Movie-Hype00679 - MEAN STREETS
Call it “Boyz in the Italian Hood,” circa 1973. Early Martin Scorsese story of a few quasi-criminals, perhaps dreaming of life higher up in the actual Mafia, perhaps just dreaming of something more. (Then again, you don’t have to be ethnic to be a slacker 20-something, but it always seems more interesting.) These kind of “realer than real life” films always date poorly after about a decade, and MEAN STREETS suffers this same fate.
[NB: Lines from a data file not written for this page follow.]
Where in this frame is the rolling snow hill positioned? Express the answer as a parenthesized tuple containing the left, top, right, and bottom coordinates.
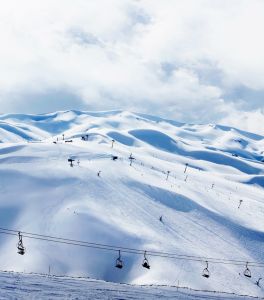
(0, 110, 263, 298)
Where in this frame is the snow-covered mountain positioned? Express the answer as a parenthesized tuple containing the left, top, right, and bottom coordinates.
(0, 110, 263, 298)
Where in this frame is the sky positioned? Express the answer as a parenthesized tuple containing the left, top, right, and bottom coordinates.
(0, 0, 264, 134)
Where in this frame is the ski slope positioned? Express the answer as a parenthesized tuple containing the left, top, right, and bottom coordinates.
(0, 271, 260, 299)
(0, 110, 263, 298)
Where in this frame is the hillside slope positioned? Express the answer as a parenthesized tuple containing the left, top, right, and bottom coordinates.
(0, 271, 261, 299)
(0, 110, 263, 297)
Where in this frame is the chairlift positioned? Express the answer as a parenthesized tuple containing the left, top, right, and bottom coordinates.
(244, 262, 252, 278)
(115, 250, 123, 269)
(202, 261, 210, 278)
(17, 232, 25, 255)
(142, 251, 150, 269)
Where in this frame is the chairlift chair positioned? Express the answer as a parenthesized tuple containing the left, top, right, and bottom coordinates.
(115, 250, 123, 269)
(17, 232, 25, 255)
(244, 262, 252, 278)
(142, 251, 150, 269)
(202, 261, 210, 278)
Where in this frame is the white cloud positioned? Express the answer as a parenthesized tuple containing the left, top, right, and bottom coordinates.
(0, 0, 263, 134)
(220, 109, 264, 136)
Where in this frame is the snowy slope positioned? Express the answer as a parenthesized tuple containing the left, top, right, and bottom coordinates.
(0, 110, 263, 298)
(0, 271, 261, 299)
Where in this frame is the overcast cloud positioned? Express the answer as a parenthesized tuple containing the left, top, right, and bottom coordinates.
(0, 0, 263, 134)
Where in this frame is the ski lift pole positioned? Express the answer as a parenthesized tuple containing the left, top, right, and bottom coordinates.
(68, 158, 75, 167)
(129, 153, 135, 166)
(238, 200, 243, 209)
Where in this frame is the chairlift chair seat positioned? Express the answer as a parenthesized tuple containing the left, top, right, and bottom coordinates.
(115, 259, 123, 269)
(142, 259, 150, 269)
(244, 269, 251, 278)
(17, 244, 25, 255)
(202, 268, 210, 278)
(18, 248, 25, 255)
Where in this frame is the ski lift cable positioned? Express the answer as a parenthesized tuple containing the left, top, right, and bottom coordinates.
(0, 227, 261, 265)
(0, 228, 145, 254)
(0, 230, 138, 254)
(0, 229, 263, 267)
(0, 230, 248, 266)
(0, 229, 263, 268)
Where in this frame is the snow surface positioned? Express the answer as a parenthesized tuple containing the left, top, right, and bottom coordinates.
(0, 110, 263, 298)
(0, 271, 260, 299)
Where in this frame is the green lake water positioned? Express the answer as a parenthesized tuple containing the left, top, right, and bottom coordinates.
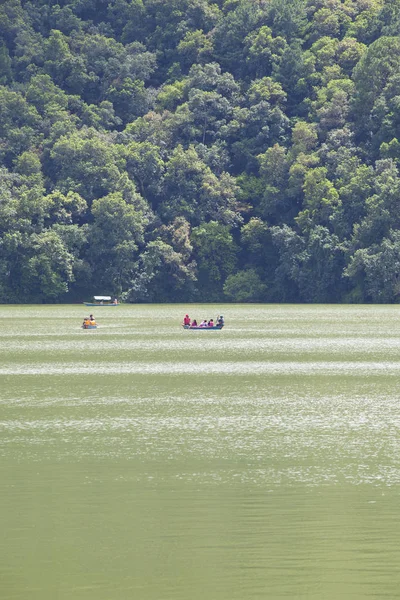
(1, 304, 400, 599)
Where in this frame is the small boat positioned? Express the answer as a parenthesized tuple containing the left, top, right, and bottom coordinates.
(183, 325, 223, 330)
(83, 296, 118, 306)
(82, 324, 97, 329)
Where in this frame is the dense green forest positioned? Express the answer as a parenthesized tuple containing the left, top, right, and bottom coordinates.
(2, 0, 400, 303)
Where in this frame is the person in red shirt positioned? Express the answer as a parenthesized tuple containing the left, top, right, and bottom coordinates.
(183, 314, 191, 326)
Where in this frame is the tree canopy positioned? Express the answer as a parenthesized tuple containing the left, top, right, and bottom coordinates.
(1, 0, 400, 303)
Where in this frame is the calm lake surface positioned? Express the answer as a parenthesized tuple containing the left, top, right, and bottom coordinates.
(1, 304, 400, 599)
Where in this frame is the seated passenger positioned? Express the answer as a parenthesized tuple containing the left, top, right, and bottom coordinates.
(191, 319, 198, 327)
(208, 319, 214, 327)
(200, 319, 207, 327)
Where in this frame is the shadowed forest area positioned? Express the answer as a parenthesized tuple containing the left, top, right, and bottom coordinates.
(1, 0, 400, 303)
Perhaps because of less violence, MEAN STREETS never developed the cult following of GODFATHER, SCARFACE, or even Scorsese’s own TAXI DRIVER, but the skill of the young filmmaker as he captures the flavor of the times is evident.
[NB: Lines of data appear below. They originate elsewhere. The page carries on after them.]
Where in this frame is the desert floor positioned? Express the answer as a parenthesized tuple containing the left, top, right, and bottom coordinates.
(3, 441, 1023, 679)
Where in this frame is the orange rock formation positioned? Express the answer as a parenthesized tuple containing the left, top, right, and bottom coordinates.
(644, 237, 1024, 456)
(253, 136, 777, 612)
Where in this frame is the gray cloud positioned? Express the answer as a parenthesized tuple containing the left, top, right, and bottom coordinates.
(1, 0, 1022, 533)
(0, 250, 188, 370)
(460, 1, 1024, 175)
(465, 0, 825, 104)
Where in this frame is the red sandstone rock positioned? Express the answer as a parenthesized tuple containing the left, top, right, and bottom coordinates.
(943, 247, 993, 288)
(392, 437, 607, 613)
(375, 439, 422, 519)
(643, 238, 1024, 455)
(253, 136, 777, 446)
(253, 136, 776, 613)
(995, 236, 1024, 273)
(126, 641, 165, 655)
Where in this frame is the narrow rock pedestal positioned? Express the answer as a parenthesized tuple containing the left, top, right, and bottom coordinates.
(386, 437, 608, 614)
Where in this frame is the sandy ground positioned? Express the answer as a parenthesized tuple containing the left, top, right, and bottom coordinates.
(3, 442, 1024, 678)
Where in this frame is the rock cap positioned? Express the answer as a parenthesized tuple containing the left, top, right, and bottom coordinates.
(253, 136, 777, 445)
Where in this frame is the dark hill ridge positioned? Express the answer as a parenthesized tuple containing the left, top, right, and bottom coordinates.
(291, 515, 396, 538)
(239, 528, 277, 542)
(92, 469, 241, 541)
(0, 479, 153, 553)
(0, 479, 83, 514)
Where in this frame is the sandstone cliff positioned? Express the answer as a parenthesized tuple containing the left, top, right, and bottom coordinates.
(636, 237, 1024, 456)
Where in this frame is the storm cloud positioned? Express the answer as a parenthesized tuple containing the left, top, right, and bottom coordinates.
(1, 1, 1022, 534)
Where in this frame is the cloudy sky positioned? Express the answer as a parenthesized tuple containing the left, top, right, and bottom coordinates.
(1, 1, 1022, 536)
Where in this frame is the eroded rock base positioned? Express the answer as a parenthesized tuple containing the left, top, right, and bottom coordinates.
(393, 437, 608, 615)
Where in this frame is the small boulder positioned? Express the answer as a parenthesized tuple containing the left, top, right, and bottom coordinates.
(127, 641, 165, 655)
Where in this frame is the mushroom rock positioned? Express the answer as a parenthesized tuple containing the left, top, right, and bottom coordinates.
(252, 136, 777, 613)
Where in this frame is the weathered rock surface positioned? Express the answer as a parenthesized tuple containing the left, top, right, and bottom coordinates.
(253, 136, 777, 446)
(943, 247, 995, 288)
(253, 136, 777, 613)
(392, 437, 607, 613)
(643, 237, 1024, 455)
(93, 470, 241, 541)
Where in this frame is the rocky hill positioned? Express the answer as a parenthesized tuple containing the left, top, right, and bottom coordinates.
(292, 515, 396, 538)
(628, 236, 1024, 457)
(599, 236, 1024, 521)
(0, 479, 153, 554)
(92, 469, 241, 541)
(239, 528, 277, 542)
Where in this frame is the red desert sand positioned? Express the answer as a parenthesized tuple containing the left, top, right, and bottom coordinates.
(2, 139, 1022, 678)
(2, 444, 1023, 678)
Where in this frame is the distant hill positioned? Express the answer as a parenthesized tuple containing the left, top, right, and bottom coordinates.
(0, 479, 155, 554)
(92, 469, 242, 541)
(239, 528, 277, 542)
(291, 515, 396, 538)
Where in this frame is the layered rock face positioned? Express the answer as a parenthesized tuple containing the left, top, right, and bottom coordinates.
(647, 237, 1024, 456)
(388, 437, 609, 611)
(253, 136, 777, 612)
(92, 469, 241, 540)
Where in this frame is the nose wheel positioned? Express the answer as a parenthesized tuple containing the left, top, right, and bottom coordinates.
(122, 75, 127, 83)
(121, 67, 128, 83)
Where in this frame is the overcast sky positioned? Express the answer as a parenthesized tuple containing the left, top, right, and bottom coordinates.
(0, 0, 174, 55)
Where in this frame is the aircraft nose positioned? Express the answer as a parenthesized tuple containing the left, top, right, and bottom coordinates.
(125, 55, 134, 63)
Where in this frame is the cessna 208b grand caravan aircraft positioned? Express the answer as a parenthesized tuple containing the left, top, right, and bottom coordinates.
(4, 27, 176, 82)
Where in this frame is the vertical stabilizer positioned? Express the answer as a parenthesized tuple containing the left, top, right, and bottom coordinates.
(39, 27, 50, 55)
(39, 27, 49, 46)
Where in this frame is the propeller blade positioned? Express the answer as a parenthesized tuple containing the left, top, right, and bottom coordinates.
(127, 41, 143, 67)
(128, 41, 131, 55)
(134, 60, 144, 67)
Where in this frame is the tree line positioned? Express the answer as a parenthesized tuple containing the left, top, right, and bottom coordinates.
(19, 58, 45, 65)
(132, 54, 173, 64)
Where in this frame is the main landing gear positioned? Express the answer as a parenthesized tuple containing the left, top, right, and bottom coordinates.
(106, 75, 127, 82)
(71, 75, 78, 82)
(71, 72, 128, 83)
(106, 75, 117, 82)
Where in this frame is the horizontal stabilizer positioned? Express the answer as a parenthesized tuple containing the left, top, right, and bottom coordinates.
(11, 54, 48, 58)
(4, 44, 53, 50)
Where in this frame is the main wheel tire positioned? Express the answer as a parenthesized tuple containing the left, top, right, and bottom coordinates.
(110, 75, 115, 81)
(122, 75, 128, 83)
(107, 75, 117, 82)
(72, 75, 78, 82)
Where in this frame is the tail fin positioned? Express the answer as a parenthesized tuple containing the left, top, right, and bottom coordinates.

MEAN STREETS is clearly an inspiration for many later films and filmmakers (and kudos to my sister who noticed that the ironic ‘50s soundtrack was awfully Tarantino-esque), but I couldn’t call it required viewing for any but movie buffs. However, the wonderful performance by a young Harvey Keitel and a then-unheralded Bobby De Niro make it worth the time. In fact, that might be the lasting impact for me; seeing how incredible a young De Niro was, and then immediately after turning TBS for ANALYZE THAT to see how far he’s fallen. How could arguably the greatest actor of his generation just quit caring?